Depuis son arrivée dans le groupe parisien, l’ancien joueur de Naples est très poche de son compatriote argentin Javier Pastore. Pourtant, les deux hommes ne se connaissent pas vraiment, contrairement à ce que l’on pourrait penser. « On se connaît parce qu’on se retrouve en sélection argentine, mais on ne se connaît pas plus que ça. En sélection, il y a des gens avec qui tu as des affinités. Avec Javier, on a toujours entretenu de bonnes relations mais je ne peux pas vous dire que c’est un ami. On va apprendre à mieux se connaître ici, a confié Lavezzi, qui est en revanche beaucoup plus proche de Leo Messi, son grand ami. Oui, Leo est un ami. On se voit, on se parle souvent au téléphone. Il ne veut pas trop se livrer. Je ne vais pas vous dire ce qu’il fait ou ce qu’il ne fait pas, ce sont des choses à respecter. Il faut lui demander, mais je pense qu’il veut se protéger. Leo, il faut en profiter sur le terrain. S’il va venir me rendre visite à Paris ? Qui sait, sûrement (rires). »

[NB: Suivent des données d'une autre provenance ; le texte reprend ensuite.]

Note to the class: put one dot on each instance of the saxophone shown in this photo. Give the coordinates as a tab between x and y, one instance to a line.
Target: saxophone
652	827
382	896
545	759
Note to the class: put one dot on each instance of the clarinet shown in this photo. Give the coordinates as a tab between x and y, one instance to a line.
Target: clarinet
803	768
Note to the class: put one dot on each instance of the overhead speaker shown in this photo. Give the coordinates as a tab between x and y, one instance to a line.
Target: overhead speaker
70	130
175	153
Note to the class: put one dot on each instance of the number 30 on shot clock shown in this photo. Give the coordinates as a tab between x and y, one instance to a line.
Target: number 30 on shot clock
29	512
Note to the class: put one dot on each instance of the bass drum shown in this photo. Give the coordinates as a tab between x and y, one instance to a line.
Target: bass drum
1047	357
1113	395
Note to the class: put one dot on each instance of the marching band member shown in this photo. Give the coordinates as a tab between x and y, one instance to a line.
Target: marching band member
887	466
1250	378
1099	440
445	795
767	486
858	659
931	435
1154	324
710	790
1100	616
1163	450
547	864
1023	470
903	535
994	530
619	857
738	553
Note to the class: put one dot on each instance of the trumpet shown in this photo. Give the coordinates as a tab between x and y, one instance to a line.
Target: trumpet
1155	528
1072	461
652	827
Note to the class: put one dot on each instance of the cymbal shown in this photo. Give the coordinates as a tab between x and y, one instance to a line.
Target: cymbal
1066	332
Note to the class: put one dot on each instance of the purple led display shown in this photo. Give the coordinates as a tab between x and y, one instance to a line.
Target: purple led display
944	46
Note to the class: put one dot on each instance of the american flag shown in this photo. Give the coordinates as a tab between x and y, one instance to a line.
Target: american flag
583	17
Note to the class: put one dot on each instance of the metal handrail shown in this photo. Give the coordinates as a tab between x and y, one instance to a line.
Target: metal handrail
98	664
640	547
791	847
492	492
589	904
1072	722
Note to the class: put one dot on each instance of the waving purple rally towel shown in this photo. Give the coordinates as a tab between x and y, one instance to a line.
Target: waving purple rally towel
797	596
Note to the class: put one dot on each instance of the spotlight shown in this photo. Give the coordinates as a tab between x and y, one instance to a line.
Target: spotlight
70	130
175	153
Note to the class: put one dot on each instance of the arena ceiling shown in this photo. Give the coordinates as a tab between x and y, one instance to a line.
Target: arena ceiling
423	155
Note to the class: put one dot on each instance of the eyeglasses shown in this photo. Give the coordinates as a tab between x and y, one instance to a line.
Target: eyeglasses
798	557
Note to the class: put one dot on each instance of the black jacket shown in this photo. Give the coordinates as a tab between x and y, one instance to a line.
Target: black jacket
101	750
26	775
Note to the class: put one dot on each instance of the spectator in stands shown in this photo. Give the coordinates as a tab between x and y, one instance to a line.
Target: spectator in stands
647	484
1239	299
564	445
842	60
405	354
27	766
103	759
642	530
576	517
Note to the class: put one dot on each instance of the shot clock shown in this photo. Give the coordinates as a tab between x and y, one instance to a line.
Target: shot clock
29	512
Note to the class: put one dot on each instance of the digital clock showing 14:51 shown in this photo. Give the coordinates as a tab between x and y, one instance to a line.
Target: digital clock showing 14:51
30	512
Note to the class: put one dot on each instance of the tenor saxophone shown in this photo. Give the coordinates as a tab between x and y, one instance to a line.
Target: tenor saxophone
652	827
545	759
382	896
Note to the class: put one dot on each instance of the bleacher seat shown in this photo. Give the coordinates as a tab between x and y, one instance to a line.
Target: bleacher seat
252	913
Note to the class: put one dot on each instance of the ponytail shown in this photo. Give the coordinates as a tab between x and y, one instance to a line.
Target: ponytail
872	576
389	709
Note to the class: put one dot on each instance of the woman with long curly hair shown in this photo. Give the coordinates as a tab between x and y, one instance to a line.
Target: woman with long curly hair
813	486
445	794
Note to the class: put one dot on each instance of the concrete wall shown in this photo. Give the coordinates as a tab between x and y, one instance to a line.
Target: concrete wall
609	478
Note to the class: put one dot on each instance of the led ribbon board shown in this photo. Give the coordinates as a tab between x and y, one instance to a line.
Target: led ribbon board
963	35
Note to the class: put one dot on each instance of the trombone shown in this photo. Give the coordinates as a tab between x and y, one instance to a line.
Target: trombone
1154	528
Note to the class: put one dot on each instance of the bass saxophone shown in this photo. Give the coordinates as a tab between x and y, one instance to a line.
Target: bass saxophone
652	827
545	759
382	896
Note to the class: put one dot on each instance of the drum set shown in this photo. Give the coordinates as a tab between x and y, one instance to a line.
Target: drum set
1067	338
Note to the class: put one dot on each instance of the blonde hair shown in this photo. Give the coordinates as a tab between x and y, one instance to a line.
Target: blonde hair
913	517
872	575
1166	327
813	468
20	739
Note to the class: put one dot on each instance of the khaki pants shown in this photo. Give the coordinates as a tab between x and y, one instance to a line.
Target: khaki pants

En tout cas, grâce aux langues parlées dans l’effectif parisien, l’international argentin se sent comme un poisson dans l’eau mais il a tout de même prévu de prendre des cours de français. « Beaucoup de mes partenaires parlent espagnol et italien. Ce sont les deux langues que je parle, donc je me débrouille. Pour l’instant, je n’ai pas encore trouvé de maison mais quand je serai bien installé, je pourrai prendre des cours de français. Je pense que c’est quelque chose de très important pour mon intégration. »

Enfin, Lavezzi a tenu à clarifier les choses au sujet d’une histoire selon laquelle il s’était battu avec un automobiliste à Naples. « Cette histoire est fausse. Je peux avoir des réactions sur le terrain, mais dans la vie je suis tranquille. Que les automobilistes parisiens soient tranquilles, je ne vais me battre avec personne », a assuré El Pocho, agressif dans le bon sens du terme sur le terrain mais très calme en dehors.